El sistema educativo tal y como lo conocemos surgió para cubrir una
necesidad. Fue diseñado acorde a los intereses del contexto económico durante
la Revolución Industrial. Es por ello que su principal finalidad era preparar
profesionales que pudiesen desempeñar los oficios que se requerían: esta
tendencia se ha mantenido en el sistema educativo tal y como lo conocemos en la
actualidad, de forma que la consideramos una premisa: es por ello que el
sistema educativo y el sistema laboral comparten el mismo paradigma desde
entonces, dado que el primero ha ido nutriendo al segundo.
Pero es en la actualidad donde se está produciendo un desfase importante:
nos encontramos en un contexto diferente en el que globalización ha cambiado el
modelo económico y la tecnología nuestra forma de trabajar e incluso de
comunicarnos.
En un futuro próximo surgirán trabajos y nuevas necesidades que
todavía no existen y por tanto desconocemos, y es por ello que resulta inviable
mantener una relación tan biunívoca entre educación – proyección laboral.

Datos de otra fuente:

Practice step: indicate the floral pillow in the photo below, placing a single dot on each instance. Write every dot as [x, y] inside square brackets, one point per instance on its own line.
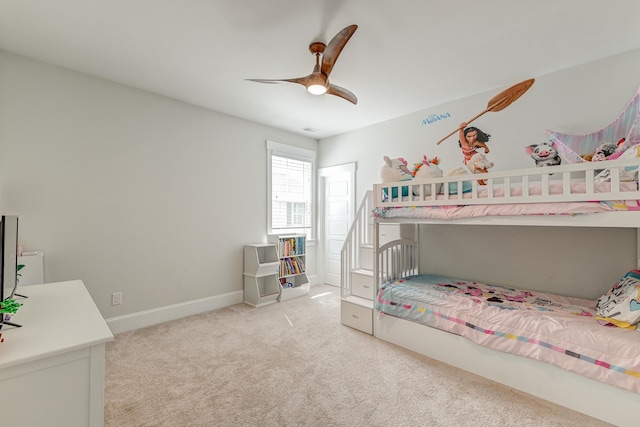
[621, 304]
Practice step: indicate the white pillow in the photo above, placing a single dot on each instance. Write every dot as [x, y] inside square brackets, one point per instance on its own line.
[621, 304]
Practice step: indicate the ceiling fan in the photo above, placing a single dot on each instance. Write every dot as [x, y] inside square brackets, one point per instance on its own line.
[317, 82]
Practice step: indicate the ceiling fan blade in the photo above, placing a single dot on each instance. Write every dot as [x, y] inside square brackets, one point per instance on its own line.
[299, 80]
[335, 46]
[342, 93]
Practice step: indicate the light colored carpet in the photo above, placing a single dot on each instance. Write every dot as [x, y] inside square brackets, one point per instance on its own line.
[294, 364]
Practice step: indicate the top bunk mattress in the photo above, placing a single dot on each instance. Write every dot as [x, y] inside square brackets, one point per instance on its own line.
[551, 328]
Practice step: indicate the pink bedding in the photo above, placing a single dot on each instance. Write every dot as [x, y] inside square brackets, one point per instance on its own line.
[551, 328]
[472, 211]
[519, 207]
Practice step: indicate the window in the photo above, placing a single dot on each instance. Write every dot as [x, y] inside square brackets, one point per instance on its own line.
[291, 189]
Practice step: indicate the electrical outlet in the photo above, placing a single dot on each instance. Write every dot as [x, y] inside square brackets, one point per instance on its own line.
[116, 298]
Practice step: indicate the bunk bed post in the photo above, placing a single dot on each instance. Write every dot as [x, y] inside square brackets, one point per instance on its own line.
[638, 248]
[376, 267]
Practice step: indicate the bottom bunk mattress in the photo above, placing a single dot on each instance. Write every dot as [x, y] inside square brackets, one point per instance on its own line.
[551, 328]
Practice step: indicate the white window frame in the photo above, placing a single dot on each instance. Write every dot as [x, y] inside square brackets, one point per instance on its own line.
[296, 153]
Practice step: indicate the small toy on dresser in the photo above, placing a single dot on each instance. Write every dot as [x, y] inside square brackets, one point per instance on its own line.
[544, 154]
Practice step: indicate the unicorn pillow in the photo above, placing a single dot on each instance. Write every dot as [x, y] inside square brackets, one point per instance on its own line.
[621, 304]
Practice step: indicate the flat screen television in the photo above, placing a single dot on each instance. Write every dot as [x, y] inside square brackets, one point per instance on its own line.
[8, 256]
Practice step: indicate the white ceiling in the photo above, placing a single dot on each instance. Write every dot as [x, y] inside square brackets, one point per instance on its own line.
[406, 56]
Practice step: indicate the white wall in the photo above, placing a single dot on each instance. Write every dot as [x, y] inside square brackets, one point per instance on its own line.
[578, 100]
[127, 190]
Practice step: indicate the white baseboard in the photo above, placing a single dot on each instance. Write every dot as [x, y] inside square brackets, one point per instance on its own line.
[152, 317]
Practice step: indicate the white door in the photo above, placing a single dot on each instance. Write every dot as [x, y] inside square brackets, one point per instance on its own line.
[338, 216]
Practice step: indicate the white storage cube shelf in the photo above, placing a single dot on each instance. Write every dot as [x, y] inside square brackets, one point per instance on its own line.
[261, 283]
[292, 269]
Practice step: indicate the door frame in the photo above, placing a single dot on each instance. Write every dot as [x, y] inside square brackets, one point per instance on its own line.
[323, 174]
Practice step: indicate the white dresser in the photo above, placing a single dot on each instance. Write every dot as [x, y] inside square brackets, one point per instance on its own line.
[52, 368]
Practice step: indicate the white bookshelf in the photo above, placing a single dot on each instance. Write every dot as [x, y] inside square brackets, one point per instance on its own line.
[261, 279]
[292, 268]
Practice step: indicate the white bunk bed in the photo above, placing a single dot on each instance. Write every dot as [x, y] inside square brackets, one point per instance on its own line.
[602, 194]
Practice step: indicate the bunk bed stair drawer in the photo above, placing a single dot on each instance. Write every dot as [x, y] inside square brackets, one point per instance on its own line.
[362, 284]
[357, 316]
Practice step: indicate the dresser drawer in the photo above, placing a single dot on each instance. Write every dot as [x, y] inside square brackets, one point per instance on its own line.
[357, 316]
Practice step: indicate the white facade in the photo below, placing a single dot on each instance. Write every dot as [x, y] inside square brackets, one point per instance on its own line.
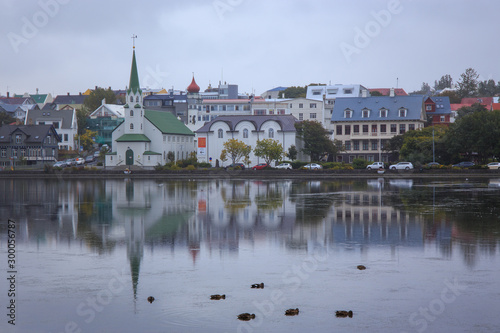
[246, 129]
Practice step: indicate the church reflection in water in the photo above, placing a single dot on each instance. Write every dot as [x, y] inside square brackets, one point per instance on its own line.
[217, 215]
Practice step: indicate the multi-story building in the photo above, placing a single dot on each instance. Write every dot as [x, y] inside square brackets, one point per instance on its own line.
[30, 144]
[365, 124]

Dado que este paradigma se encuentra profundamente
arraigado en los cimientos de nuestro sistema educativo, resulta muy complicado
replantearlo dándole un giro de 180 grados, pero sí es posible reajustar algunas tendencias e incluso premisas de las que se parte:
con un cambio en el reparto de carga lectiva según qué áreas: sin restar
importancia a las matemáticas, ciencias y lengua, es fundamental tener en
cuenta que en un futuro próximo, dada la automatización de procesos en la
industria y la reducción de recursos humanos necesarios, lo que realmente tendrá valor serán las ideas
y la capacidad de generarlas: si cobra importancia en la educación “cualquier tipo de actividad que implique el alma, el
cuerpo, los sentidos y buena parte del cerebro” (Ken Robinson) seremos capaces de ayudar a los niños y niñas a formarse como
personas creativas, divergentes, resilientes y dinámicas: en definitiva,
prepararlos para desenvolverse en un futuro incierto que todavía desconocemos.